4. Open with impact (rhetorical questions, “imagine”, “visualize”, story).
5. Substitute words beginning with “Kuh” (e.g. Canadian) for humor impact – people laugh at “Kuh” sounding words when used in humorous context.
6. Create visual images.
7. Use dialogue to bring your audience into the story – into the “present”.
8. Use accents to make the dialogue more effective.
9. Dialogue – Face different ways to emphasize different characters.
10. Use the humor “rule of three” – set-up, set-up, twist.
11. Put the punch-word at the end of the sentence, so it is clear to the audience when to laugh.

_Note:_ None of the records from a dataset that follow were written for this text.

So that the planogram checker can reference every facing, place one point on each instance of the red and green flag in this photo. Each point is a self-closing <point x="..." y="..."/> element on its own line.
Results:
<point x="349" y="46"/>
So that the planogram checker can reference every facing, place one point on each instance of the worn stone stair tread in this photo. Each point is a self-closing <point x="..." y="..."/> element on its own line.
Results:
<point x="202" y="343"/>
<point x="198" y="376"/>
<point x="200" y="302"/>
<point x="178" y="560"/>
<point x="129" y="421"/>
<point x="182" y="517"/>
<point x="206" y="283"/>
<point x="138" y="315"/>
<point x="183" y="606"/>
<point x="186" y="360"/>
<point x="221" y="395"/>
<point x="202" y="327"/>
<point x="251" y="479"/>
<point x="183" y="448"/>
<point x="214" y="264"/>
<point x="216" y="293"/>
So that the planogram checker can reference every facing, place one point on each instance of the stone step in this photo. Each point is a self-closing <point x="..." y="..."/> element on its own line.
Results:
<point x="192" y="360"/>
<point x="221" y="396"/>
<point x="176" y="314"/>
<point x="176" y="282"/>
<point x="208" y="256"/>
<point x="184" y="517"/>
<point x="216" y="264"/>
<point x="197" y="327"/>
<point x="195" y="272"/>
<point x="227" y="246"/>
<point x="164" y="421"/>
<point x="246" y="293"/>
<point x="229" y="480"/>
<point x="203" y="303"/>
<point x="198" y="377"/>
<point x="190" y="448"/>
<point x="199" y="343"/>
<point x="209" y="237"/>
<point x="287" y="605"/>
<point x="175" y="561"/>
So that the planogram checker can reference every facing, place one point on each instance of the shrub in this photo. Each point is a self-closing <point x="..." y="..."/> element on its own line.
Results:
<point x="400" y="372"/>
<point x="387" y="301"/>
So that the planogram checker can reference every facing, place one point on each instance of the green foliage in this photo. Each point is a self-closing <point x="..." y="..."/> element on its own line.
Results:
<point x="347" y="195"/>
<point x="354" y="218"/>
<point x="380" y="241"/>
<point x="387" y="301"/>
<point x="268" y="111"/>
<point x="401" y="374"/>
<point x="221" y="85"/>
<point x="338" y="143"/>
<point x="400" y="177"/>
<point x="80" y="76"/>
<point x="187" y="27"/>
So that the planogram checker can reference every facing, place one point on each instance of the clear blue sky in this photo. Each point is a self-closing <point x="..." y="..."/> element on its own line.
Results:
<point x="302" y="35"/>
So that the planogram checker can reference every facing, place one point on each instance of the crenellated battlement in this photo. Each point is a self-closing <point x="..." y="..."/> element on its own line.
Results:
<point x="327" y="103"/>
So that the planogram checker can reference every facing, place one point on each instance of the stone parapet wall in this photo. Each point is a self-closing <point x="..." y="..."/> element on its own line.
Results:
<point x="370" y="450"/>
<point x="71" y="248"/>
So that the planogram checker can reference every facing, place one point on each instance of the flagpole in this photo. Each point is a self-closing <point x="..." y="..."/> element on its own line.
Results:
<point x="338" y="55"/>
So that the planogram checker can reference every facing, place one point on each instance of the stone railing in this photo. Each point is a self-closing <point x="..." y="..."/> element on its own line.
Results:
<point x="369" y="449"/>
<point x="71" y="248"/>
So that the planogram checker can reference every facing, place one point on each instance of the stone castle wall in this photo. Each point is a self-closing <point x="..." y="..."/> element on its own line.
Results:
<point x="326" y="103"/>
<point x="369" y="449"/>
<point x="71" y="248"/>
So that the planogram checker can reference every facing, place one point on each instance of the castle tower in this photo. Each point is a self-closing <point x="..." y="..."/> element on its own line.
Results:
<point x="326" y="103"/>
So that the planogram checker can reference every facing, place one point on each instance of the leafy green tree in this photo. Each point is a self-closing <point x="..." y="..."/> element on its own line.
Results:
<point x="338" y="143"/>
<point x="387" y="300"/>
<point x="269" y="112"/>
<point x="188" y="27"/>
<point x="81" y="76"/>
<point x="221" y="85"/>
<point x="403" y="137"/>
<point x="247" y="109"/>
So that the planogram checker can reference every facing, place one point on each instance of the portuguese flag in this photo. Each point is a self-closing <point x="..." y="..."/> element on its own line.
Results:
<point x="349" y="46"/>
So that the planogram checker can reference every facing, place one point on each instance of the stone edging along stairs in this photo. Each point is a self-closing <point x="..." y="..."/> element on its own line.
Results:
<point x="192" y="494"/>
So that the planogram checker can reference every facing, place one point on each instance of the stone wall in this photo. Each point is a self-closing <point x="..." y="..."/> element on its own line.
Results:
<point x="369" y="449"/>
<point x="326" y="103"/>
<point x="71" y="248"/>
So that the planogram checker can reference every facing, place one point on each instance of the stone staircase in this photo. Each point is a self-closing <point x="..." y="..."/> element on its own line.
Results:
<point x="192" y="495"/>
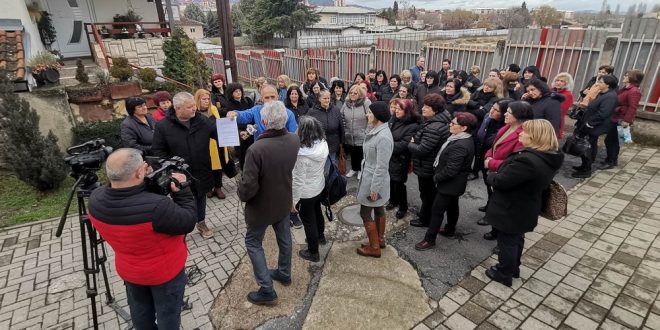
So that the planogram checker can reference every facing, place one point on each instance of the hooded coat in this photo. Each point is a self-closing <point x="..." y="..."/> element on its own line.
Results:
<point x="599" y="114"/>
<point x="354" y="121"/>
<point x="402" y="132"/>
<point x="457" y="102"/>
<point x="454" y="165"/>
<point x="480" y="103"/>
<point x="548" y="107"/>
<point x="172" y="138"/>
<point x="425" y="89"/>
<point x="377" y="149"/>
<point x="331" y="121"/>
<point x="308" y="178"/>
<point x="427" y="142"/>
<point x="518" y="187"/>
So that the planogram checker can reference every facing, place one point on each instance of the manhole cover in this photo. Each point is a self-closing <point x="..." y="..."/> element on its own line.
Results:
<point x="350" y="215"/>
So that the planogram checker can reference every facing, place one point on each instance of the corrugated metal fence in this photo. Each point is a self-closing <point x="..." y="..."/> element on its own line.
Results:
<point x="393" y="56"/>
<point x="578" y="52"/>
<point x="462" y="56"/>
<point x="638" y="48"/>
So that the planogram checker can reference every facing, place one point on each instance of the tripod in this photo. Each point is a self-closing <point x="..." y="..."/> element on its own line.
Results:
<point x="94" y="261"/>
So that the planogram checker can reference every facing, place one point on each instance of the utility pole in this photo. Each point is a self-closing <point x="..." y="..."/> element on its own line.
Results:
<point x="170" y="15"/>
<point x="227" y="36"/>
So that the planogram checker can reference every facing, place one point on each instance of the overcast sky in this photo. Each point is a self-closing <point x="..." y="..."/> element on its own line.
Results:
<point x="453" y="4"/>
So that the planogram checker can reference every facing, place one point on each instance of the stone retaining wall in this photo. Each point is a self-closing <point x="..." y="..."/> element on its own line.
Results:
<point x="146" y="52"/>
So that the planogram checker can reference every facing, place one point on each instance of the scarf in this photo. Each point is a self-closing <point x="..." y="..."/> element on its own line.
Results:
<point x="453" y="137"/>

12. Use crafted pauses to allow the audience to process the information.
13. Make sure your stories are credible so the audience can relate to them.
14. Use wordplay – take a scene from your story and apply “word relation” techniques.
15. Embellish your stories by examining each scene to see what could happen.
16. Embellish to the extent that is appropriate for the audience and the content (e.g. 100% truth, 80% fact).
17. Make your story impactful (e.g. to make a point during a training session).
18. Make your story humorous, yet still believable.
19. Make eye-contact and deliver your punch line to your “humor friend” in the audience (the person who has a great laugh).
20. Deliver your stories and make “honing” changes as you get to understand what is working and what is not.
21. Don’t “throw away humor” – you typically get more laughter with bigger audiences.